Vertex AI Training: Auto-packaged Custom Training Job Yields Very Large Docker Image

Hello,

I am trying to run a Custom Training Job in the Vertex AI Training service.

The job is based on a tutorial for that fine-tuning a pre-trained BERT model (from HuggingFace).

When I use the gcloud CLI tool to auto-package my training code into a Docker image and deploy it to the Vertex AI Training service like so:

$BASE_GPU_IMAGE=“us-docker.pkg.dev/vertex-ai/training/pytorch-gpu.1-7:latest”
$BUCKET_NAME = “my-bucket”

gcloud ai custom-jobs create --region=us-central1
–display-name=fine_tune_bert --args="--job_dir=$BUCKET_NAME,--num-epochs=2,--model-name=finetuned-bert-classifier"
–worker-pool-spec=“machine-type=n1-standard-4,replica-count=1,accelerator-type=NVIDIA_TESLA_V100,executor-image-uri=$BASE_GPU_IMAGE,local-package-path=.,python-module=trainer.task”

… I end up with a Docker image that is roughly 18GB (!) and takes a very long time to upload to the GCP registry.

Granted the base image is around 6.5GB but where do the additional >10GB come from? Is there a way for me to avoid incurring the added size increase?

Please note that my job loads the training data using the datasets Python package at run time and AFAIK does not include it in the auto-packaged docker image.

Thanks,
urig

Hi Urig,

Is it possible that you have local files in the current directory such as data or log files that are getting picked up, specifically this line local-package-path=.

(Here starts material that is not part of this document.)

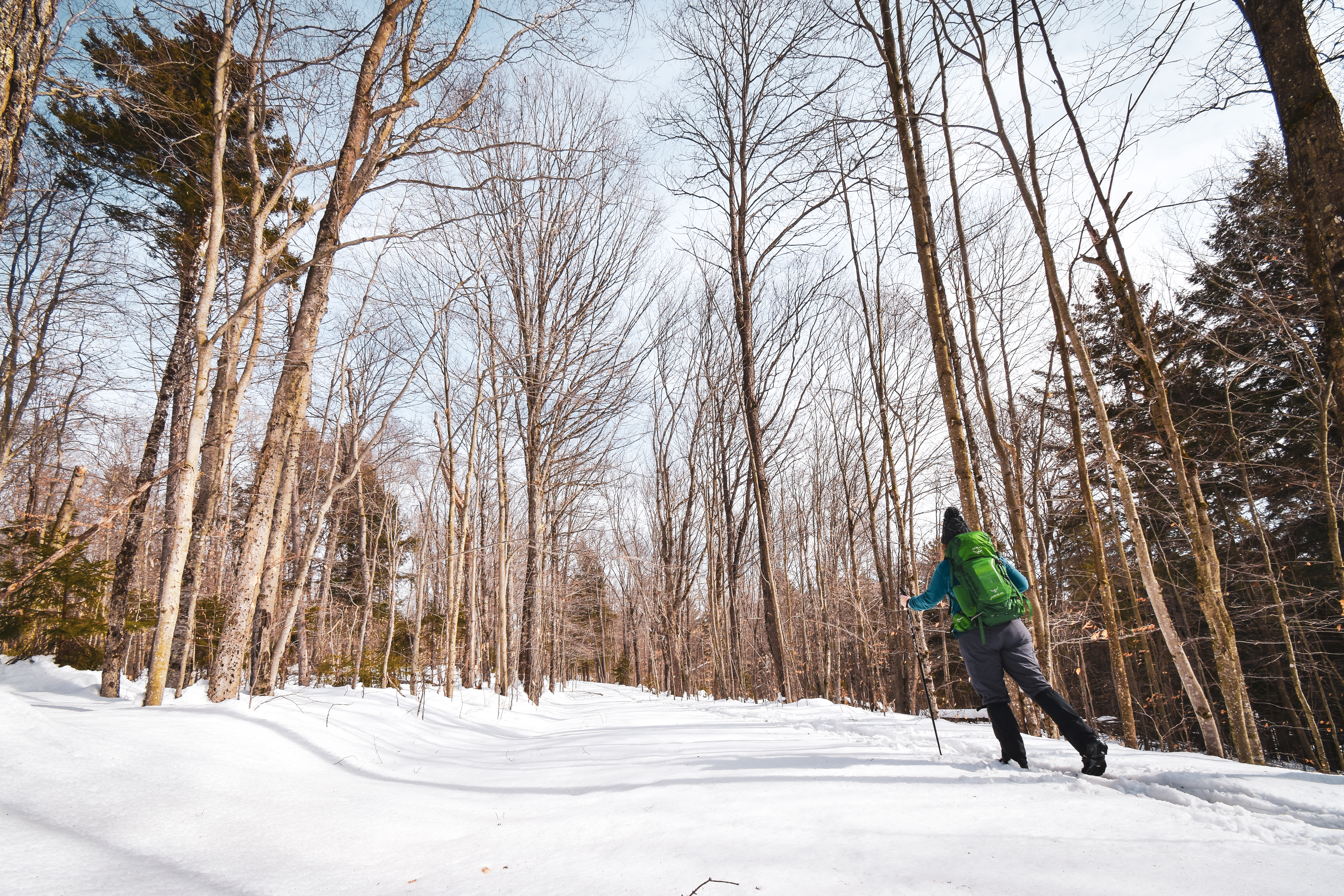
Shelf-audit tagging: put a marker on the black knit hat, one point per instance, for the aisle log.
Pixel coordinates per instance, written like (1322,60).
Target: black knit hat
(953,524)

If this persists, I highly recommend for you to file a Public Issue as you can high a private thread created to you and we would be able to further support you there.

Hello Ismail,

Thank you for your help.

I’ve checked and to the best of my knowledge there are no data or log files being picked up into my custom docker image.

According to an answer that I’ve received on stackoverflow.com, it’s likely that the 18GB size that I’m seeing is the size of my image after extraction. Apparently the ~6.8GB size is for the image compressed.

Cheers,

@urig